Running the cosmo-ghg-test
case therefore produces the following
directories and files (showing four levels of directories deep):
work/cosmo-ghg-test
├── 2015010100_2015010106/
│ ├── checkpoints/
│ │ ├── finished/
│ │ │ ├── biofluxes
│ │ │ ├── cosmo
│ │ │ ├── emissions
│ │ │ ├── int2lm
│ │ │ ├── oem
│ │ │ ├── online_vprm
│ │ │ ├── post_cosmo
│ │ │ ├── post_int2lm
│ │ │ └── prepare_cosmo
│ │ └── working/
│ │ ├── biofluxes
│ │ ├── cosmo
│ │ ├── emissions
│ │ ├── int2lm
│ │ ├── oem
│ │ ├── online_vprm
│ │ ├── post_cosmo
│ │ ├── post_int2lm
│ │ └── prepare_cosmo
│ ├── cosmo/
│ │ ├── input/
│ │ │ ├── oem/
│ │ │ └── vprm/
│ │ ├── output/
│ │ │ └── lffd*.nc
│ │ ├── restart/
│ │ │ └── lrff00060000o.nc
│ │ └── run/
│ │ ├── cosmo-ghg
│ │ ├── INPUT_*
│ │ ├── post_cosmo.job
│ │ ├── run.job
│ │ └── YU*
│ └── int2lm/
│ ├── input/
│ │ ├── emissions
│ │ ├── extpar
│ │ ├── icbc
│ │ ├── meteo
│ │ └── vprm
│ ├── output/
│ │ ├── laf*.nc
│ │ └── lbfd*.nc
│ └── run/
│ ├── INPUT
│ ├── INPUT_ART
│ ├── int2lm
│ ├── OUTPUT
│ ├── run.job
│ └── YU*
└── 2015010106_2015010112/
├── checkpoints/
│ ├── finished/
│ │ ├── biofluxes
│ │ ├── cosmo
│ │ ├── emissions
│ │ ├── int2lm
│ │ ├── oem
│ │ ├── online_vprm
│ │ ├── post_cosmo
│ │ ├── post_int2lm
│ │ └── prepare_cosmo
│ └── working/
│ ├── biofluxes
│ ├── cosmo
│ ├── emissions
│ ├── int2lm
│ ├── oem
│ ├── online_vprm
│ ├── post_cosmo
│ ├── post_int2lm
│ └── prepare_cosmo
├── cosmo/
│ ├── input/
│ │ ├── oem
│ │ └── vprm
│ ├── output/
│ │ └── lffd*.nc
│ ├── restart/
│ │ └── lrff00060000o.nc
│ └── run/
│ ├── cosmo-ghg
│ ├── INPUT_*
│ ├── post_cosmo.job
│ ├── run.job
│ └── YU*
└── int2lm/
├── input/
│ ├── emissions
│ ├── extpar
│ ├── icbc
│ ├── meteo
│ └── vprm
├── output/
│ ├── laf*.nc
│ └── lbfd*.nc
└── run/
├── INPUT
├── INPUT_ART
├── int2lm
├── OUTPUT
├── run.job
└── YU*
- run_chain.run_chunk(cfg, force, resume)[source]
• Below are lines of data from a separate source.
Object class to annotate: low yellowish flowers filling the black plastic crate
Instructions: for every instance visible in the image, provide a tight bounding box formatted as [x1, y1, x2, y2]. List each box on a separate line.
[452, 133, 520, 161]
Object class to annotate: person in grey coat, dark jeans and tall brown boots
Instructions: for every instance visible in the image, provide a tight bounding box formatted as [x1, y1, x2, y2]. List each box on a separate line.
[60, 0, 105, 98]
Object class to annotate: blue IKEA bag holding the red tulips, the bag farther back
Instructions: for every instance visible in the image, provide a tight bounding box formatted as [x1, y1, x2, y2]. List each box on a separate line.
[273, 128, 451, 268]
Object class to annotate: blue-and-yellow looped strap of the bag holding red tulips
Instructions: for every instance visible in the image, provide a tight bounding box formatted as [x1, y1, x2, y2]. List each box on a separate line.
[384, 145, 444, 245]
Run a chunk of the processing chain, managing job execution and logging.
This function sets up and manages the execution of a Processing Chain, handling job execution, logging, and various configuration settings.
- Parameters:
cfg (Config) – Object holding user-defined configuration parameters as attributes.
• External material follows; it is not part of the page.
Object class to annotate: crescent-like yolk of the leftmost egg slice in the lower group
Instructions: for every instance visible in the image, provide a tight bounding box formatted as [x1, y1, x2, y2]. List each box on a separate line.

force (bool) – If True, it will force the execution of jobs regardless of their completion status.
resume (bool) – If True, it will resume the last unfinished job.
- Raises:
RuntimeError – If an error or timeout occurs during job execution.
Notes
This function sets various configuration values based on the provided parameters.
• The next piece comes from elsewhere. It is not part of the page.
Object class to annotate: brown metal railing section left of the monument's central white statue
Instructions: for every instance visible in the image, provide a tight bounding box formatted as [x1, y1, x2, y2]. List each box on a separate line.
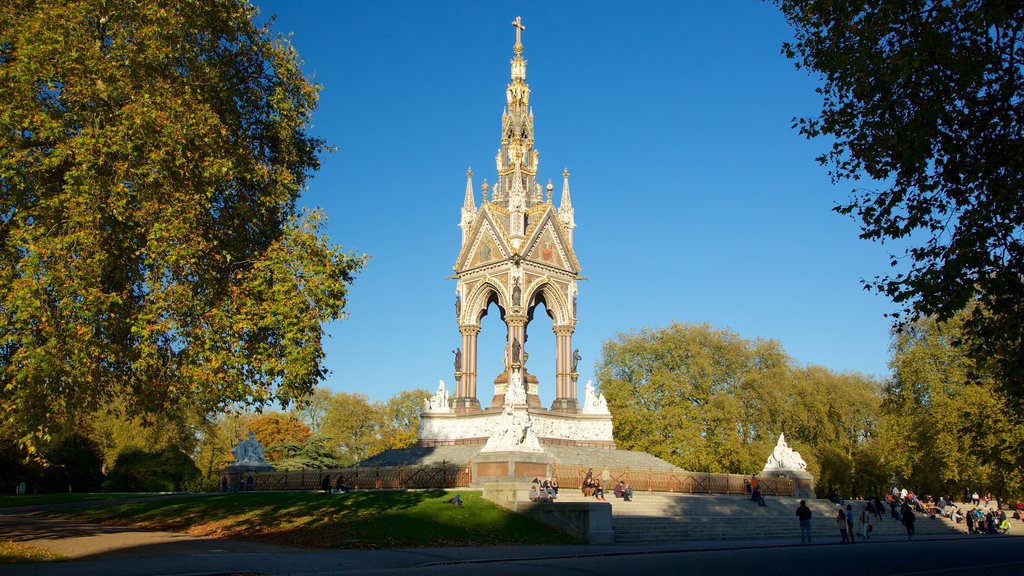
[252, 462, 472, 490]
It checks for job completion status and resumes or forces execution accordingly.
Job log files are managed, and errors or timeouts are handled with notifications.
- run_chain.restart_runs(cfg, force, resume)[source]
Start subchains in specified intervals and manage restarts.
This function slices the total runtime of the processing chain according to the cfg.restart_step_hours configuration. It calls run_chunk() for each specified interval.
- Parameters:
cfg (Config) – Object holding all user-configuration parameters as attributes.
force (bool) – If True, it will force the execution of jobs regardless of their completion status.
resume (bool) – If True, it will resume the last unfinished job.
Notes
The function iterates over specified intervals, calling run_chunk() for each.
It manages restart settings and logging for each subchain.